# [SOLVED] Medal of Honor (2010) Mods



## darman1138 (Oct 7, 2009)

how do you mod games with the Unreal 3 engine? I wanted to create a sound mod to change some of the gun sounds in it but can't figure out how. Do I need UDK to do it?


----------



## -WOLF- (Jan 17, 2009)

*Re: Medal of Honor (2010) Mods*

Medal of Honor uses the Frostbite engine, same one that Bad Company 2 uses.


----------



## darman1138 (Oct 7, 2009)

*Re: Medal of Honor (2010) Mods*

No. That's just the multiplayer that uses Frostbite. Singleplayer uses Unreal 3.

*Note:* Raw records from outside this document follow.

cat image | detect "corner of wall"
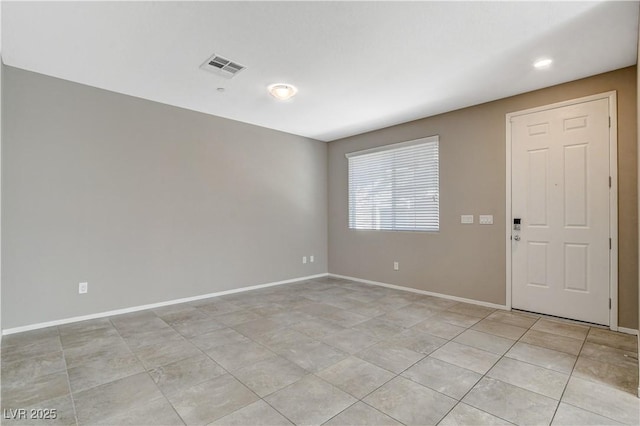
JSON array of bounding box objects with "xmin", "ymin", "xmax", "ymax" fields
[{"xmin": 636, "ymin": 8, "xmax": 639, "ymax": 398}]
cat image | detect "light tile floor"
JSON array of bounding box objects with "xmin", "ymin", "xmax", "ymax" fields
[{"xmin": 2, "ymin": 277, "xmax": 639, "ymax": 425}]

http://www.destructoid.com/new-medal-of-honor-will-use-two-different-engines-161581.phtml


----------



## -WOLF- (Jan 17, 2009)

*Re: Medal of Honor (2010) Mods*

Well, I sit corrected.

From my understanding, if you don't already have a construction kit included with the game then yes, you do need to buy the UDK.


----------



## Duckii (Sep 21, 2010)

*Re: Medal of Honor (2010) Mods*

I swore UDK was free.
You just have to pay to make commercial games.
http://developer.nvidia.com/object/udk.html


----------



## -WOLF- (Jan 17, 2009)

*Re: Medal of Honor (2010) Mods*

Oh, I didn't know that. I worked with a team earlier this year releasing a commercial game.

have you downloaded the UDK and then tried opening the files with the program?

have you read the documentaion to get help?


----------



## darman1138 (Oct 7, 2009)

*Re: Medal of Honor (2010) Mods*

I've downloaded it but haven't had time to do anything besides install it. The end of the Semester at my college is coming up so it's getting busier for me.

And no, I haven't read the documentation.


----------



## Duckii (Sep 21, 2010)

*Re: Medal of Honor (2010) Mods*

Then wait until after your semester.
Good luke


----------



## darman1138 (Oct 7, 2009)

*Re: Medal of Honor (2010) Mods*

That's what I'm doing. Thanks.


----------